On Mar 23rd the Salvation Army declined to participate in the plan, saying that they did not have the time, the expertise, nor capital resources to carry out their expected function. Damagingly, they added that the state of the housing stock was in poor repair, and they had felt pressured by the Government to take part. On March 27th the Methodist Mission also declined, saying it “does not believe that the government’s proposal to sell state housing to the social sector is in the best interest of communities where housing is desperately needed.”

It is true that Maori Kiwi, who are cashed up with compensation from claims for past injustices, have expressed an interest, but since that money came from taxpayers it would cause a political storm if Maori had first refusal of housing stock that the average Kiwi can no longer afford to buy.

So that leaves just the speculators. If the housing stock is offered to them, we have an old-fashioned assets sale. That will need political goodwill, yet suddenly this government looks fragile.

That may come as a surprise to Australian readers. The Government has won two elections in a row, with apparent ease but the National Party itself holds only 60 out of 121 seats. The support needed for National to govern comes from a motley assortment of pseudo-parties which between them have 4 seats despite voter support of hardly 3% in all.

The National coalition has ruled for six years only by maintaining strict discipline. A by election on 28 March has radically changed the arithmetic, by converting a National majority of 9000 votes at the previous election to a 4000 votes victory for New Zealand First, a minor party. That victory was achieved by the Opposition parties, in a rare co- operative mood, voting strategically.

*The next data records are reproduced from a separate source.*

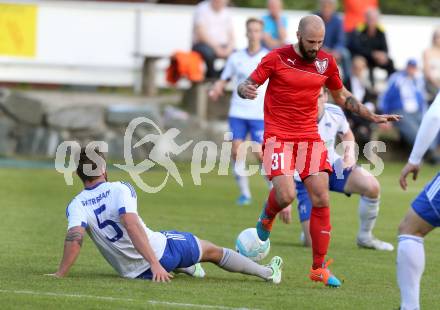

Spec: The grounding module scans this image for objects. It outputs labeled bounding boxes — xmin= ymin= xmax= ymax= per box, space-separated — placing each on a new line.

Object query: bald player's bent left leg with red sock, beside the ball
xmin=256 ymin=175 xmax=295 ymax=241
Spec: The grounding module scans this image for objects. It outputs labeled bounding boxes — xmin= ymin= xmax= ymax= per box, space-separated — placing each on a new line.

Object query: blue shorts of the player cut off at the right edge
xmin=411 ymin=173 xmax=440 ymax=227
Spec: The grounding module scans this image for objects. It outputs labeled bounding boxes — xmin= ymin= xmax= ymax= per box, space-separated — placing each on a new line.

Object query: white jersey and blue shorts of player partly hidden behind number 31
xmin=295 ymin=103 xmax=352 ymax=222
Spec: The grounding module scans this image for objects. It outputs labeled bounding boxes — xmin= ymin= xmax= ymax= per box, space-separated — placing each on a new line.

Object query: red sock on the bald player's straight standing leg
xmin=310 ymin=207 xmax=332 ymax=269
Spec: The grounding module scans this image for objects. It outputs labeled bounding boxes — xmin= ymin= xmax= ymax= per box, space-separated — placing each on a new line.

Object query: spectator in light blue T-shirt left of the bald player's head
xmin=262 ymin=0 xmax=287 ymax=49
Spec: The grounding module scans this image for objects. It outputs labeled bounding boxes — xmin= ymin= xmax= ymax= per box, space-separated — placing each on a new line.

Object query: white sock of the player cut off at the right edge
xmin=397 ymin=235 xmax=425 ymax=310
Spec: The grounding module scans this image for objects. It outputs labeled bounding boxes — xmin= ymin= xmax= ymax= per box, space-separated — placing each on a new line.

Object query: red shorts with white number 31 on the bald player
xmin=263 ymin=137 xmax=332 ymax=180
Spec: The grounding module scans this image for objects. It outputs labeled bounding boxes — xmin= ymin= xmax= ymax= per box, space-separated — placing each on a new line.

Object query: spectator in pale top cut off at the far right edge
xmin=423 ymin=27 xmax=440 ymax=102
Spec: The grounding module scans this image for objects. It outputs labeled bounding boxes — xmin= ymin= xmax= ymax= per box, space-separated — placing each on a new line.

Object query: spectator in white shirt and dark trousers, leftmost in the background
xmin=193 ymin=0 xmax=234 ymax=79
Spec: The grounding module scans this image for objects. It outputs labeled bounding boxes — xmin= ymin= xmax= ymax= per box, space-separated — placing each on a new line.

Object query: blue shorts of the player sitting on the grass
xmin=137 ymin=230 xmax=201 ymax=280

This means that National now looks very vulnerable in parliament and the motley crew are starting to feel their power.

The immediate consequence is that National may not be able to get all of its Bills through parliament. The first casualty may well be modifications to the Resource Management Act, which were touted as being necessary to speed housing approvals through Local Councils, thereby reducing attendant costs. In practice, apart from shifting the blame for the housing debacle from the Government to the Local Councils, the proposed alterations were intended to weaken the environmental safeguards contained in the Act – a touchy point for some, so National no longer has the necessary numbers to force the alterations through.

It does not help the National coalition that a HomeStart program which the Government introduced during the 2014 election, purely as a vote winner, commenced appropriately on April 1st. The carrot was that first home buyers would be given substantial subsidies, and allowed to access their super funds, to help meet their housing deposit. My view was that shovelling more money into an overheated market can only increase house prices while there is an acute housing shortage.

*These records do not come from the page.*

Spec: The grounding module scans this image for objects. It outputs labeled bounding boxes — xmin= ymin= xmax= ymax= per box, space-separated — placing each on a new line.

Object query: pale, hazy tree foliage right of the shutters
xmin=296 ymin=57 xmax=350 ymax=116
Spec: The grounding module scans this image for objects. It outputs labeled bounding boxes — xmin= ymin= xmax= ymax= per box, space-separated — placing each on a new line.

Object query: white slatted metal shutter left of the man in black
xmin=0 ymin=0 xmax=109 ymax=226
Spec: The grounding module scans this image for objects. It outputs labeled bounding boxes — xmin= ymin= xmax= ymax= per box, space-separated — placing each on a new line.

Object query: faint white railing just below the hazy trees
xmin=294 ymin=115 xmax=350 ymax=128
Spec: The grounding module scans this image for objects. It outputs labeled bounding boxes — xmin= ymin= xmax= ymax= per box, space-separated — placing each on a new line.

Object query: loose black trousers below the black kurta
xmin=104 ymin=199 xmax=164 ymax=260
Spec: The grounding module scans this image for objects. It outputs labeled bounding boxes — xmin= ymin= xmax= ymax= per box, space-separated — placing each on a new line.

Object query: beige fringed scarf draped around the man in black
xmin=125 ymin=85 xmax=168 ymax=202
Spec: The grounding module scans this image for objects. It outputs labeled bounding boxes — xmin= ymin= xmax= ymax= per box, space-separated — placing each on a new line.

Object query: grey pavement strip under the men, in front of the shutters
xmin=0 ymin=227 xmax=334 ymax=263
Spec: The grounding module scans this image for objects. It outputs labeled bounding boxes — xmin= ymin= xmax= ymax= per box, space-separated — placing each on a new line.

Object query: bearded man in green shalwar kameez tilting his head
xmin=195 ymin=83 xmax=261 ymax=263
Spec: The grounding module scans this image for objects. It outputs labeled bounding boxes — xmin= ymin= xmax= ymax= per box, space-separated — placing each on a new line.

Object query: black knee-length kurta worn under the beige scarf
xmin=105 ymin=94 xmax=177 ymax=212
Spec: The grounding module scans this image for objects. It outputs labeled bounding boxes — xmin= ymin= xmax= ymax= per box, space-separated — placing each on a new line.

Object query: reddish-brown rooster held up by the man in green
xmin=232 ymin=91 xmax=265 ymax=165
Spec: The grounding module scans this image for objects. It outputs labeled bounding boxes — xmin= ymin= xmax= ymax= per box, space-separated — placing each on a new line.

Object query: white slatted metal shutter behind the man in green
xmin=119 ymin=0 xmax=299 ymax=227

Apparently the Reserve Bank, the Treasury and the Green Party agree with that view.

And it’s not as though the market needs the encouragement; the $675,000 median house price in Auckland in March was 14 per cent higher than a year ago. While the futile schemes of a Government, philosophically opposed to building State houses, fall over one by one, and its support base in parliament shrinks, those who can see the folly of their economic ignorance, can only wait and pray.